Beyond the three published crates, the workspace includes:

| Path | Purpose |
|---|---|
| `conformance/` | Conformance test runner binaries (server and client) that talk to the upstream ConnectRPC conformance suite |
| `examples/eliza/`, `examples/streaming-tour/`, etc. | Runnable end-to-end examples; see `docs/guide.md` for a tour |
| `tests/streaming` | In-workspace integration consumer of `connectrpc-build` — the canonical test of the build-time codegen path |
| `benches/rpc/` | Criterion benchmarks; `task bench:cross:quick` runs them |
| `docs/specs/` | Local copies of the Connect, gRPC, and gRPC-Web protocol specs; fetch with `task specs:fetch` |

Sources: [Cargo.toml:2](), [CONTRIBUTING.md:1-120]()

---

## Summary

`connect-rust` is a three-crate workspace: `connectrpc` (the Tower-based runtime), `connectrpc-codegen` (the `protoc-gen-connect-rust` plugin library and binary), and `connectrpc-build` (the `build.rs` wrapper).
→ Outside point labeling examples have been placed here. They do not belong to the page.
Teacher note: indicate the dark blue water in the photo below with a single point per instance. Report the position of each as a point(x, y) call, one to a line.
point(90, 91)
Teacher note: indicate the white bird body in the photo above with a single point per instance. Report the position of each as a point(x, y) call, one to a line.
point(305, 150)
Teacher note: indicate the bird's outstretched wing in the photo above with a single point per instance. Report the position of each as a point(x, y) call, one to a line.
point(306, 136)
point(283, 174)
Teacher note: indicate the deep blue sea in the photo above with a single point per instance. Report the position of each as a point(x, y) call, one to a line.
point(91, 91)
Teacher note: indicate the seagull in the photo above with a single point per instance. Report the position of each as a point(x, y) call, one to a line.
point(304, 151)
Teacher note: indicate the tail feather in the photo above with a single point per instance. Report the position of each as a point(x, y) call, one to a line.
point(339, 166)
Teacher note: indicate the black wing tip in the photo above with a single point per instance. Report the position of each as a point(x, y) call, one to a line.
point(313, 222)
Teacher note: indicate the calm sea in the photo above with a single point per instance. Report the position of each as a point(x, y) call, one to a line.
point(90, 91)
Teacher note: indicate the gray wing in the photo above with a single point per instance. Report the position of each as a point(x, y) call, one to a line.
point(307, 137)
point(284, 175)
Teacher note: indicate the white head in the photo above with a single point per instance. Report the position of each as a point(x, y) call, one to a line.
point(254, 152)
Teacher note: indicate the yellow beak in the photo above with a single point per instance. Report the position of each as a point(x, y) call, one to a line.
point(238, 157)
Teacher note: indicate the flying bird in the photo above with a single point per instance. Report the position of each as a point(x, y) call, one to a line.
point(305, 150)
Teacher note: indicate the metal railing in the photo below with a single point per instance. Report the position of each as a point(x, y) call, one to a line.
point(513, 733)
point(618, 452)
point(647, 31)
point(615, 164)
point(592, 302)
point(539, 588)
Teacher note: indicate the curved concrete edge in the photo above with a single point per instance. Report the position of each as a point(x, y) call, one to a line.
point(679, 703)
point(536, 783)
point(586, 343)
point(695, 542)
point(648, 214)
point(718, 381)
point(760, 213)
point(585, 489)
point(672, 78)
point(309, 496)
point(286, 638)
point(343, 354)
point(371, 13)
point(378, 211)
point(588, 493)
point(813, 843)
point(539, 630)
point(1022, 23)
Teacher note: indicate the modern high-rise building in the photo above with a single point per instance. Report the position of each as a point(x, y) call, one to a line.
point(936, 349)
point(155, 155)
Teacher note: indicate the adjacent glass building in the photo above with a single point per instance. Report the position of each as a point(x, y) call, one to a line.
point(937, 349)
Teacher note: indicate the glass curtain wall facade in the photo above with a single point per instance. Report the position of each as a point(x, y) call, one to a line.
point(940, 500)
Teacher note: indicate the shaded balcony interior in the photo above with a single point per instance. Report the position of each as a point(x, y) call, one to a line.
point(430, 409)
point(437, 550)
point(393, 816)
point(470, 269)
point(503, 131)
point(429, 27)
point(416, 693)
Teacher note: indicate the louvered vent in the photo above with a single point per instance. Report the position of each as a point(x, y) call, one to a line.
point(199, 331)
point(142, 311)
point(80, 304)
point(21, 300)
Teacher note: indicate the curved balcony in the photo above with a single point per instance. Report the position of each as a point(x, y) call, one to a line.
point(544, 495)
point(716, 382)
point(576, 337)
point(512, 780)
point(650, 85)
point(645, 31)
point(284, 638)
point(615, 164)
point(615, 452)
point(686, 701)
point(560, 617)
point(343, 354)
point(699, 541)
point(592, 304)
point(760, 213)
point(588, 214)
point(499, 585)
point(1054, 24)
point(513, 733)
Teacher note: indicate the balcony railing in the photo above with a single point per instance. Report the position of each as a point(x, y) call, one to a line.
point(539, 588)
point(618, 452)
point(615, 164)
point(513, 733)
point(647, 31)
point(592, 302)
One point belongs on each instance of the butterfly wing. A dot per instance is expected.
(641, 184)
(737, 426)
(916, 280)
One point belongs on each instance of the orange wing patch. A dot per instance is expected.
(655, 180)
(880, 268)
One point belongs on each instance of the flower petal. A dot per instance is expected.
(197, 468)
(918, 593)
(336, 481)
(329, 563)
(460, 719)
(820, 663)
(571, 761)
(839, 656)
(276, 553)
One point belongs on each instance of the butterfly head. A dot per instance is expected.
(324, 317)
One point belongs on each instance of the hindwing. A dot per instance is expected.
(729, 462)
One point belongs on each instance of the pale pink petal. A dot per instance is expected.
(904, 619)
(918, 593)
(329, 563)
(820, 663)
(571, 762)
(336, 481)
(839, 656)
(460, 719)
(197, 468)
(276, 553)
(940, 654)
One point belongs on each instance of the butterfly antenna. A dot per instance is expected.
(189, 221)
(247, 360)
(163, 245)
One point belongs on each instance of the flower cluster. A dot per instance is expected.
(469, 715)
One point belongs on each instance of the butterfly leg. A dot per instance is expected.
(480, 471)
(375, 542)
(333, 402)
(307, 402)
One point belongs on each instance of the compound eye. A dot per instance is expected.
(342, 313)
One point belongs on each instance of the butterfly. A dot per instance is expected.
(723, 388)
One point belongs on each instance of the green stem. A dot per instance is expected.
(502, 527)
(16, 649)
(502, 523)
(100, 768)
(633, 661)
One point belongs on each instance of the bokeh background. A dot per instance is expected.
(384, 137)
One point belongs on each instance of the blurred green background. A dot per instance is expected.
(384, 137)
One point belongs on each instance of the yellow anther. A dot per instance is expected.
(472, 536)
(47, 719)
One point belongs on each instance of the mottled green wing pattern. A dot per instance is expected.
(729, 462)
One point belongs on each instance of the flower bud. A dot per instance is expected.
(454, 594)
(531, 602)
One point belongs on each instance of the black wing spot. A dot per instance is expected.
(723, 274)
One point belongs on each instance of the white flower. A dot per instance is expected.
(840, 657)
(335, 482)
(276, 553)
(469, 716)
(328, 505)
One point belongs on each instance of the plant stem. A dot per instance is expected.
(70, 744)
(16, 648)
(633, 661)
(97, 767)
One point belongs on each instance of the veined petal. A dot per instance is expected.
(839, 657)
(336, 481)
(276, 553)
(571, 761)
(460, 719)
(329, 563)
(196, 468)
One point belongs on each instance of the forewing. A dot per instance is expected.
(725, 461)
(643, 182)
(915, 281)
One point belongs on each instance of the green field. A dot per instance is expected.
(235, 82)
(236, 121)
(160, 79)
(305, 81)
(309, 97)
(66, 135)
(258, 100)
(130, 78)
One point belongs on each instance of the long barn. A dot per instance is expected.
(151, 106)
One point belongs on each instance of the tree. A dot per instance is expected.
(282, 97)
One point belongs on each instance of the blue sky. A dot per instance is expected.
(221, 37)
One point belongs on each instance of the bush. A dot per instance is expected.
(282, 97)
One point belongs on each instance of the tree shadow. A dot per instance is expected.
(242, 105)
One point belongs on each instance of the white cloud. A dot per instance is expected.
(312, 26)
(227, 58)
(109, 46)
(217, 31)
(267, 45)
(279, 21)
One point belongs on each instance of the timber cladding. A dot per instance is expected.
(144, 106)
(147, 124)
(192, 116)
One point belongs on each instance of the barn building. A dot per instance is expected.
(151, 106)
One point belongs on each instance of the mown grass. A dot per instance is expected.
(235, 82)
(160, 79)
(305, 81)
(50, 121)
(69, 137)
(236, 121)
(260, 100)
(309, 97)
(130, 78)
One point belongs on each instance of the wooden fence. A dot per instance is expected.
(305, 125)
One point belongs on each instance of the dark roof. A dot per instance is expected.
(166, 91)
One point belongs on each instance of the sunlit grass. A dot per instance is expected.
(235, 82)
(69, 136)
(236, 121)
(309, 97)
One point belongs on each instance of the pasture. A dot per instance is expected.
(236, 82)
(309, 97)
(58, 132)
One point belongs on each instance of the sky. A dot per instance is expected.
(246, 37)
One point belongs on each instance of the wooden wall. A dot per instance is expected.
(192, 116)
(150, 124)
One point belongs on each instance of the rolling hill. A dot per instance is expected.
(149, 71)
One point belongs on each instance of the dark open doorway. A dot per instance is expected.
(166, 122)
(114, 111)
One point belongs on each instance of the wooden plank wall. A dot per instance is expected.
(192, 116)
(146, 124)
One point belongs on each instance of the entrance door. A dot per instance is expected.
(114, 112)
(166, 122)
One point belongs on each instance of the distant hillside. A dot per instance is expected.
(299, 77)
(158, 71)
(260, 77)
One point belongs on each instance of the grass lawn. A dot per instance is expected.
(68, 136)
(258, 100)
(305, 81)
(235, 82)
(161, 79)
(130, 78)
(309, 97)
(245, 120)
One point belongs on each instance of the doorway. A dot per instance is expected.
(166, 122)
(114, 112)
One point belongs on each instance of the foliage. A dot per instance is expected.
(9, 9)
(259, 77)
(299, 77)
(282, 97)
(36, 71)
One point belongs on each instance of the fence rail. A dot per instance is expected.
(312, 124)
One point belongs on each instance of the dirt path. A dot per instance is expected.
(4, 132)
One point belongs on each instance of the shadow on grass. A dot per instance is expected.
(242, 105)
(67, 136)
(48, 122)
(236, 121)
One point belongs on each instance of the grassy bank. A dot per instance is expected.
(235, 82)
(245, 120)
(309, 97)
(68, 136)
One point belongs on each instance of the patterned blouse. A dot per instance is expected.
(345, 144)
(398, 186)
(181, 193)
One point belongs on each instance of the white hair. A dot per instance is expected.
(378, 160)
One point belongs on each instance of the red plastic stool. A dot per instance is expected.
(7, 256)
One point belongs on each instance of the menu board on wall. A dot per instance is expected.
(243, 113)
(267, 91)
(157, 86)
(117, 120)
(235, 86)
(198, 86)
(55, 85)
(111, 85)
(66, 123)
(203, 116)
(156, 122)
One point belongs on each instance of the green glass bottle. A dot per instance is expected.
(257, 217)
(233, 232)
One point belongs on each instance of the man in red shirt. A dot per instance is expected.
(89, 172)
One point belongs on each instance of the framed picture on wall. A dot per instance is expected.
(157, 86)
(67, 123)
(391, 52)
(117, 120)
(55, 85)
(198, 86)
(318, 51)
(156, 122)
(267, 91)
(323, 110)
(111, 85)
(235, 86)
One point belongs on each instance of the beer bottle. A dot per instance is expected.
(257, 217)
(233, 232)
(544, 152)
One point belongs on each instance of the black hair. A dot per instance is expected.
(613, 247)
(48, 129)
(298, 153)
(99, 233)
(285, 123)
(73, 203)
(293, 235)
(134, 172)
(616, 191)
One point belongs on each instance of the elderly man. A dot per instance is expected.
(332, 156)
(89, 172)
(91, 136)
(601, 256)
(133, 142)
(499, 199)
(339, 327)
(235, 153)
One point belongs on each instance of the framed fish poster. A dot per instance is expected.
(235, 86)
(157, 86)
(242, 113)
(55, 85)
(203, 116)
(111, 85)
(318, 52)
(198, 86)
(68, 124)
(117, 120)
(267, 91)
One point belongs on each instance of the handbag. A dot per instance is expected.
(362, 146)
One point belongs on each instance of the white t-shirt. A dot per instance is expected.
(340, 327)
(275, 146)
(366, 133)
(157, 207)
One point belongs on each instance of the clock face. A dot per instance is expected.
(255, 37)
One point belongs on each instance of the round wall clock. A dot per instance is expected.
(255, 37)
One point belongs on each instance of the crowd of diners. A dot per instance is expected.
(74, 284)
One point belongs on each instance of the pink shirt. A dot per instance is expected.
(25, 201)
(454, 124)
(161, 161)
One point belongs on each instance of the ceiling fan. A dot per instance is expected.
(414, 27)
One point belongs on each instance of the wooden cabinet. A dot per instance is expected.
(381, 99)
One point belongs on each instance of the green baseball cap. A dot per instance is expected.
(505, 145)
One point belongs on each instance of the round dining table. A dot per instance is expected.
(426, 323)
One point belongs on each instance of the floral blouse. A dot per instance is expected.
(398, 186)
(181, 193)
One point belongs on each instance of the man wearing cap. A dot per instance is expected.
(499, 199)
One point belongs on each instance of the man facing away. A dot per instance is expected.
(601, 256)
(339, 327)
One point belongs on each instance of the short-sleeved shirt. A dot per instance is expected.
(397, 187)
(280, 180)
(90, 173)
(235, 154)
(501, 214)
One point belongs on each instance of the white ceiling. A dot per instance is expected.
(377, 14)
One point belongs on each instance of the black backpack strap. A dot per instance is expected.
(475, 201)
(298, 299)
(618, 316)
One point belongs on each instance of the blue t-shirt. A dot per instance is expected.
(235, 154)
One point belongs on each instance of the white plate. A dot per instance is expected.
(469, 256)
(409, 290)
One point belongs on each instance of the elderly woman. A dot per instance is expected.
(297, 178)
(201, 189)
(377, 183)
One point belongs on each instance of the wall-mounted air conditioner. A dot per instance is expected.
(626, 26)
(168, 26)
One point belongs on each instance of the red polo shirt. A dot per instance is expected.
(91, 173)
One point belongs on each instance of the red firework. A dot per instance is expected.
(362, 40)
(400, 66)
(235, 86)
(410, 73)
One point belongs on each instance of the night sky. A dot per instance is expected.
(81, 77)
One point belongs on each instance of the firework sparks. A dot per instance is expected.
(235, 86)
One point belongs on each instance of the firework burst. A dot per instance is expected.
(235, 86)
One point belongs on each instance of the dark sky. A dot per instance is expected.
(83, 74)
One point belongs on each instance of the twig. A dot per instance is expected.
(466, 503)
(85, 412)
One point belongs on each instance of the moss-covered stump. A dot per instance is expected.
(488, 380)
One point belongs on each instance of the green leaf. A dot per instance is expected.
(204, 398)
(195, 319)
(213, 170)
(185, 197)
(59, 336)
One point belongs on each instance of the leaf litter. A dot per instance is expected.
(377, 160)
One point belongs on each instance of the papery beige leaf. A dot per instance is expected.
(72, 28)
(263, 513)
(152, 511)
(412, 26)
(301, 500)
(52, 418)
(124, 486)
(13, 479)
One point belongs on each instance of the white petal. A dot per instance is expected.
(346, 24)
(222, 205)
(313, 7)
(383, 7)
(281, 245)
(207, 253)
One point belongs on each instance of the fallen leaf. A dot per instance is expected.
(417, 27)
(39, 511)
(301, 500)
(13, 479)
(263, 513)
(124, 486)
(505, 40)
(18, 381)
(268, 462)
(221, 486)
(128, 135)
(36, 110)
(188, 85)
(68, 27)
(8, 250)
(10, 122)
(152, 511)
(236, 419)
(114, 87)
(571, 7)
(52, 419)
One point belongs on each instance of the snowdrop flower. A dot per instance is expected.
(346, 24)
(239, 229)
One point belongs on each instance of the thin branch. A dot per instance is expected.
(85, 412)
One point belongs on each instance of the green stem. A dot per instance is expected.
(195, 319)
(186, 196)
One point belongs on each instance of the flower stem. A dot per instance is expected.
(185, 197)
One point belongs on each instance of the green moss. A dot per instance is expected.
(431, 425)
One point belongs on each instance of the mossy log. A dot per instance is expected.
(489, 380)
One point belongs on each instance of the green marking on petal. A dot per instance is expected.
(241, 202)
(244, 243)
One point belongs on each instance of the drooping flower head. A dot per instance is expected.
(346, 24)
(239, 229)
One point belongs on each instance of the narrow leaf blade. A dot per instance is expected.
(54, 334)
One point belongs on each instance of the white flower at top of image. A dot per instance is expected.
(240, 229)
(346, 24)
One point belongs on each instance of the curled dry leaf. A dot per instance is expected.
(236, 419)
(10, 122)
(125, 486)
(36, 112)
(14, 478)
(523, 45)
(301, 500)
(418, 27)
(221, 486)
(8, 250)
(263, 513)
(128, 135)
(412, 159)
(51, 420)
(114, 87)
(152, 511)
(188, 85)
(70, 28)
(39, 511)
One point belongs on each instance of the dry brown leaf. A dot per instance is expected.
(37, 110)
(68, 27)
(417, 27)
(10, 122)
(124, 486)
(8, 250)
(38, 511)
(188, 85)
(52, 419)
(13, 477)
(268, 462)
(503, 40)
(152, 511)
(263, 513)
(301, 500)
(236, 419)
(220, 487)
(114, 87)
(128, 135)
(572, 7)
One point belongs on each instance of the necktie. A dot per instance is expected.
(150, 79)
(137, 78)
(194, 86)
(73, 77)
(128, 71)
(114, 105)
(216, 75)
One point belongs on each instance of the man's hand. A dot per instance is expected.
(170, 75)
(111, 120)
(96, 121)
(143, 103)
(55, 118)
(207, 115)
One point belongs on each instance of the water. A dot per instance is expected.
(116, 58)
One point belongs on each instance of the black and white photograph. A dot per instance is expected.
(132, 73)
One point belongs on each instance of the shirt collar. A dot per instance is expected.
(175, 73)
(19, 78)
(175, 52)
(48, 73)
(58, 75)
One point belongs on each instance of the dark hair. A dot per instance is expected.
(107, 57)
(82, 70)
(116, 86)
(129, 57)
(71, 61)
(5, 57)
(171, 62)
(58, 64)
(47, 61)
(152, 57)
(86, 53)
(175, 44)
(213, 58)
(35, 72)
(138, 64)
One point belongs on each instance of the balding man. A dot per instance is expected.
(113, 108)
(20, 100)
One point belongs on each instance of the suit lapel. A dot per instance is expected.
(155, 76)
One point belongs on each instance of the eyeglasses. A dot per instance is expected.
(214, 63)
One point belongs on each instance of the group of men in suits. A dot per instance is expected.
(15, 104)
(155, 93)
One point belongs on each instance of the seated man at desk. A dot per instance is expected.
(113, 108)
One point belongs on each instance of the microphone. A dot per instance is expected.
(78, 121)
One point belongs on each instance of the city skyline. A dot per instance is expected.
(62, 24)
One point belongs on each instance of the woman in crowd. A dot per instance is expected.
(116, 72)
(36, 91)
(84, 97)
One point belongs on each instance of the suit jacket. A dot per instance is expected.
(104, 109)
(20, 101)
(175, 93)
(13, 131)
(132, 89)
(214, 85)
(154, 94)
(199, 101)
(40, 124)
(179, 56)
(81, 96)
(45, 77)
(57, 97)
The vocabulary that glues them together is small: `Spec` describes a method statically, `StreamType` describes its message shape, `Payload` defers decode cost to interceptors that actually need it, and `buffa` provides the zero-copy protobuf message types. Start with `connectrpc/src/lib.rs` to see every public symbol in one place, then read `connectrpc/src/spec.rs` and `docs/guide.md` before touching anything else.